How smart is Texas? and every other state in America

This week an online financial advisor platform, WalletHub, lent their voice to the discussion of educational outcomes in America and created a list of the “2020 Most & Least Educated States in America.”

As a proud Tejano I immediately scrolled down to see where Texas measured on the list . . . I was not surprised, but I was frustrated with how far down I had to scroll–#39. Where does your state land on the list?

The study examined what they determined were key factors of a well-educated population, to include educational attainment, school quality and achievement gaps between genders and races, and studied adults aged 25 years and older with at least a high school diploma.

Providentially, just last week another online financial advisor platform, 24/7 Wall St., gave their list of the “States with the Best and Worst Schools.” There were some interesting similarities that I noticed when I compared the lists. First, 7 of the states that were among the 10 most educated states were also in the top 10 states with the best schools. And second, 6 of the states that were among the 10 least educated states were also among the 10 states with the worst schools.

I would not be surprised if next week another group came out with a study that moved some states up and down on their lists, but I am confident that we would still find similar observations when comparing the lists.

In all fairness, a state’s worth, let alone a school system’s worth, is not determined by where they land on this list. However, one thing that WalletHub noted that I know was partially true for me was, “For a growing number of Americans, a good education is the ticket to a better future.”

No, I’m not saying that my future and potential professional opportunities are determined solely by the quality of education I receive. As a Christian, my worth, identity and future are in Christ. Nonetheless, my decision to pursue a college degree and graduate studies have been a way for me to show God that I want to be adequately prepared for him to send me to speak into various forums and contexts, some which are less accessible when one solely receives a high school diploma.

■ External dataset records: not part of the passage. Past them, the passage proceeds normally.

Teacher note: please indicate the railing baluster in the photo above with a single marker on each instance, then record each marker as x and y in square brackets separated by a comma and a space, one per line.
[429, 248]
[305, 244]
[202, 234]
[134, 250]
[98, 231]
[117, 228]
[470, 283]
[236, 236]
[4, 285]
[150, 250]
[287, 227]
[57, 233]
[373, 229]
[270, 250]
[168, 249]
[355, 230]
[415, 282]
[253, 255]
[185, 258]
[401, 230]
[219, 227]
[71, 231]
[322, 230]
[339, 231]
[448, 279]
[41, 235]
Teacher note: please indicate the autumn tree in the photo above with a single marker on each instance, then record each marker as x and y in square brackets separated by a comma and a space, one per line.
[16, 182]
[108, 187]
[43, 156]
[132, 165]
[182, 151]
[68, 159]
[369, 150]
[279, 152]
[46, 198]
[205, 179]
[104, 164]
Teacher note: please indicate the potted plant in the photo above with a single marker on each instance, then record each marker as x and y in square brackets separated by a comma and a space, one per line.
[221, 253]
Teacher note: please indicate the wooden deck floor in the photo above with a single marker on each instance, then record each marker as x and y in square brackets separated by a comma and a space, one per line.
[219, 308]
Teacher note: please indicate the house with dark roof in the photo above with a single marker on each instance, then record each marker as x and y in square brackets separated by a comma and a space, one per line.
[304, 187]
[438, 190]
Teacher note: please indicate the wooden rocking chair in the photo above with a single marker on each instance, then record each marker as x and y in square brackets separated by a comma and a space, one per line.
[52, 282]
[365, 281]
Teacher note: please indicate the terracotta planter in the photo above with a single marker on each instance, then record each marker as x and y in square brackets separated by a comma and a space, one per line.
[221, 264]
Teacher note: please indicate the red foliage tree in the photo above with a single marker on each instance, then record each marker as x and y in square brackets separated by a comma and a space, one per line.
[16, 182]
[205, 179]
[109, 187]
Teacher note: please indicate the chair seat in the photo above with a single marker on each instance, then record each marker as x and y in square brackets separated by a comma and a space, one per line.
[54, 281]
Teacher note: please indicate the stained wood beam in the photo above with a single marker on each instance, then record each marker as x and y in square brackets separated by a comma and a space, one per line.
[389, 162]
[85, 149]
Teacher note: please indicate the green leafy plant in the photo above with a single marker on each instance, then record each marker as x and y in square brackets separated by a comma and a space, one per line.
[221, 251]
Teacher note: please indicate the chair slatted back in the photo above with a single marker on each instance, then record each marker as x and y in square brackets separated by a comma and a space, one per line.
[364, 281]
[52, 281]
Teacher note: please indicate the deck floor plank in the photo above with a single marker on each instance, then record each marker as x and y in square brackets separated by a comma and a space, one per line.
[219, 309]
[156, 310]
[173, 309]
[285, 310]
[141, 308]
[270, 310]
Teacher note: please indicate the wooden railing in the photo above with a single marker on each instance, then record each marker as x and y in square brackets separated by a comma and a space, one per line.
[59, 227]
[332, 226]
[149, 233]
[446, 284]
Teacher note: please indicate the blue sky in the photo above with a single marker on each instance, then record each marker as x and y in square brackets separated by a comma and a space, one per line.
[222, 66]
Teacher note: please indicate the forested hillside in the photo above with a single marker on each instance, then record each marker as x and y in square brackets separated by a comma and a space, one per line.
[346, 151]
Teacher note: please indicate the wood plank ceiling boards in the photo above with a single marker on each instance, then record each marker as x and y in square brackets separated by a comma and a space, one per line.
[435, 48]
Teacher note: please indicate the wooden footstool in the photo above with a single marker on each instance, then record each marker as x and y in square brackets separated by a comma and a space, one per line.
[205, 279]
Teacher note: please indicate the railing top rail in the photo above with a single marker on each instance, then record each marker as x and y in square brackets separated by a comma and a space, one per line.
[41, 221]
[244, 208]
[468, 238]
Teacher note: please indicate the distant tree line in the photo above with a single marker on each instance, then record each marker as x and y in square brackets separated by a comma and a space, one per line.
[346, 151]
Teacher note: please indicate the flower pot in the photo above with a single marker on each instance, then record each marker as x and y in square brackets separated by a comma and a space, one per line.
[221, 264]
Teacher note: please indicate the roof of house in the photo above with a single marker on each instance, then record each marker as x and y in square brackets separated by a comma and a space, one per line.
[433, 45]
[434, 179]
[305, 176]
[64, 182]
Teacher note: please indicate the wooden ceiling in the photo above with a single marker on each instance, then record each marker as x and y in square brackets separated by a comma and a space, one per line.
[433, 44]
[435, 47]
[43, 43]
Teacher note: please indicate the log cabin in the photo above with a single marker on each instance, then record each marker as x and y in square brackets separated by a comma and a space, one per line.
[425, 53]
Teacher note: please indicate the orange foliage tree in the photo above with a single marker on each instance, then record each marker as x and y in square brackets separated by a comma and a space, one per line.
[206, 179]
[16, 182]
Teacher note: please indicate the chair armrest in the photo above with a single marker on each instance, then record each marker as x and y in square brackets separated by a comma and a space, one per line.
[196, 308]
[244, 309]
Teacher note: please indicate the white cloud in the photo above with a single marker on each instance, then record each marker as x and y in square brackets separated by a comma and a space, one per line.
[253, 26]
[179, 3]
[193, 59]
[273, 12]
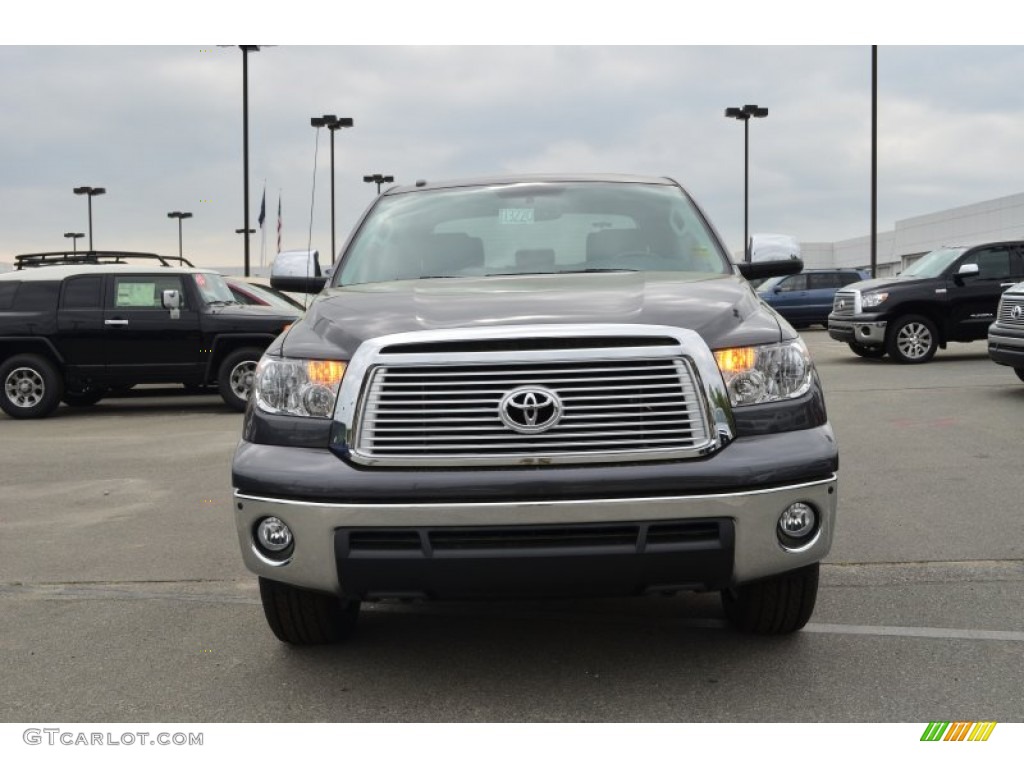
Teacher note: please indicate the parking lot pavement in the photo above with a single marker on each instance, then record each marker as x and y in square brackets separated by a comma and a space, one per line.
[124, 597]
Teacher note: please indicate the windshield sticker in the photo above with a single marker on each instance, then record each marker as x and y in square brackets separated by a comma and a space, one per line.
[136, 294]
[515, 215]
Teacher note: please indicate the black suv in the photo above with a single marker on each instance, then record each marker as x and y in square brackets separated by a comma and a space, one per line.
[74, 332]
[536, 386]
[950, 294]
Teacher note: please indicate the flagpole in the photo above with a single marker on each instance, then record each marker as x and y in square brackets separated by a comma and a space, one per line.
[262, 229]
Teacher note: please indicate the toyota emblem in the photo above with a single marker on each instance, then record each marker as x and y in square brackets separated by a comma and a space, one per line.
[530, 410]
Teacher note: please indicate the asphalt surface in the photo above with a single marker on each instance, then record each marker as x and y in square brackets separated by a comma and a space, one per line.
[123, 597]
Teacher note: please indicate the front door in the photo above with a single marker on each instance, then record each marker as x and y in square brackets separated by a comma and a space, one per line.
[974, 299]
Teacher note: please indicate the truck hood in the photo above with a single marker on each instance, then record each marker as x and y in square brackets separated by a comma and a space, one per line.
[722, 308]
[878, 284]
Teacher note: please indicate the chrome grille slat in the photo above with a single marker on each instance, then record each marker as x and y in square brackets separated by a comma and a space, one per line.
[501, 435]
[610, 406]
[1007, 305]
[850, 301]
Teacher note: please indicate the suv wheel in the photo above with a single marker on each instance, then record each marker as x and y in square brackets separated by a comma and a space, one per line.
[912, 339]
[303, 617]
[30, 386]
[235, 378]
[865, 351]
[773, 606]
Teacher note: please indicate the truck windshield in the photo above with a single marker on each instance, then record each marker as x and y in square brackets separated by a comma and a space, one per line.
[213, 289]
[934, 263]
[532, 228]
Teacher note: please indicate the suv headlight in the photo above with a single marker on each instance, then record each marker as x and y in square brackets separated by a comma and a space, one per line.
[298, 387]
[767, 373]
[869, 300]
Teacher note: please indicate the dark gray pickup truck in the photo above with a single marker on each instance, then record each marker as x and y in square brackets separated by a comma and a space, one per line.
[536, 386]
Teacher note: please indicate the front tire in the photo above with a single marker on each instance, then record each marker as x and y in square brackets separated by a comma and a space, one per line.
[300, 616]
[30, 386]
[912, 339]
[773, 606]
[236, 376]
[865, 351]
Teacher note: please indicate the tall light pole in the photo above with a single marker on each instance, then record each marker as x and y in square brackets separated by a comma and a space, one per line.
[179, 215]
[74, 237]
[91, 192]
[378, 179]
[332, 123]
[745, 113]
[875, 160]
[245, 144]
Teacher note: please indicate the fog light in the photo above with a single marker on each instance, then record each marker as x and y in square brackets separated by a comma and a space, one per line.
[798, 521]
[273, 535]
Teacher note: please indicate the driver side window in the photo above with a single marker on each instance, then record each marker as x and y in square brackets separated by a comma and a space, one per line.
[794, 283]
[992, 263]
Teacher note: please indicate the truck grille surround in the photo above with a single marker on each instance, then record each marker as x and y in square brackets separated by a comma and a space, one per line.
[568, 399]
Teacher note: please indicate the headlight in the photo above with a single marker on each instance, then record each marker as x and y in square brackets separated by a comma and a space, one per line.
[298, 387]
[869, 300]
[765, 374]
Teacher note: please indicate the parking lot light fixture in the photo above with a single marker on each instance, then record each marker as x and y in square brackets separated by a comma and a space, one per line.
[75, 237]
[333, 124]
[744, 114]
[179, 215]
[90, 192]
[379, 179]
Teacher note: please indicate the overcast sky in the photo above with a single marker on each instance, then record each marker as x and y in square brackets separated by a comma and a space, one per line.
[160, 127]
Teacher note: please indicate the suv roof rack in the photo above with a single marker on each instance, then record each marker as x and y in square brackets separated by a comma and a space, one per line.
[94, 257]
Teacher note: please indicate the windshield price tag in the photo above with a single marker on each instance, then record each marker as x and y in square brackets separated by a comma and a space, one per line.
[516, 215]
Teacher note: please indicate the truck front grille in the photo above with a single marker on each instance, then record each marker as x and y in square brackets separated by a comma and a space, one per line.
[1007, 310]
[595, 408]
[845, 303]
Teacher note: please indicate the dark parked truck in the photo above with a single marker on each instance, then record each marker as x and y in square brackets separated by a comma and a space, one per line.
[76, 332]
[538, 386]
[950, 294]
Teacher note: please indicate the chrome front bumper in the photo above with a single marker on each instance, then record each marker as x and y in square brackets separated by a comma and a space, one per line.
[869, 333]
[312, 563]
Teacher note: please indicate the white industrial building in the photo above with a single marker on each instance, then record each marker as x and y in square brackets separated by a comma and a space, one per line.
[990, 221]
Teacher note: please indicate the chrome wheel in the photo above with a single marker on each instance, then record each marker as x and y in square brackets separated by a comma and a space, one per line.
[912, 339]
[242, 379]
[25, 387]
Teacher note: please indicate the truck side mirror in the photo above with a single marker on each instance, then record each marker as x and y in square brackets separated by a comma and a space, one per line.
[171, 299]
[966, 270]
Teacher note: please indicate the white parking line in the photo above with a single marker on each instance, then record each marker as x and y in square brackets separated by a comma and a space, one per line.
[940, 633]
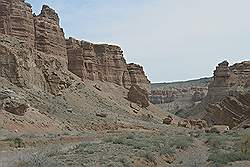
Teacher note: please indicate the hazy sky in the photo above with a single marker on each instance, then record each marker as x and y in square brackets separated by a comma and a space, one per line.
[172, 39]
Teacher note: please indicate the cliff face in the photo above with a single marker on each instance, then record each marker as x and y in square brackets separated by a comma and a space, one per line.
[105, 63]
[228, 97]
[228, 80]
[16, 20]
[39, 56]
[138, 76]
[32, 48]
[49, 37]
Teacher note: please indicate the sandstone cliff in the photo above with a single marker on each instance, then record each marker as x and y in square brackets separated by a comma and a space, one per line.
[39, 56]
[103, 62]
[49, 37]
[16, 20]
[228, 100]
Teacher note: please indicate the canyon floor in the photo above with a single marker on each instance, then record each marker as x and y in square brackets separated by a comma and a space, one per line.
[86, 126]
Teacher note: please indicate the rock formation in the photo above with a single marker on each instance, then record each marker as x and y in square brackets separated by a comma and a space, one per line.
[138, 95]
[198, 96]
[138, 76]
[49, 37]
[219, 87]
[32, 48]
[16, 20]
[228, 99]
[163, 96]
[228, 80]
[39, 56]
[28, 68]
[230, 111]
[11, 102]
[103, 62]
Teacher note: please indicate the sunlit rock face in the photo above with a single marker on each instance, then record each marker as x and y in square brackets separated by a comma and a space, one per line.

But this is my main point, and which took me years to comprehend, that one’s aptitude and readiness for college (and potential to graduate college) will largely be determined by the quality and rigor of education that he or she receives in their k-12 school setting.

If we understand this concept, as parents and pastors of k-12 students, we will learn to move beyond questions such as, “What grade did you get in your class?” to “In which areas of reading are your proficient?” or “In what areas of math are you less proficient?” There is even the possibility of learning to question standardized tests, not in way that’s vehemently critical but graciously inquisitive, with questions such as, “How will this test demonstrate my child’s mastery of this subject?” or “What will the results tell me about my child’s readiness for college?”

I hope you will take some time to see “how smart your state is,” in this way you can tease your friends from Texas; but more importantly, I pray that as leaders in our homes and in our communities we may begin to consider and ask the more informed questions, such as “what quality of education is my child receiving at his school?”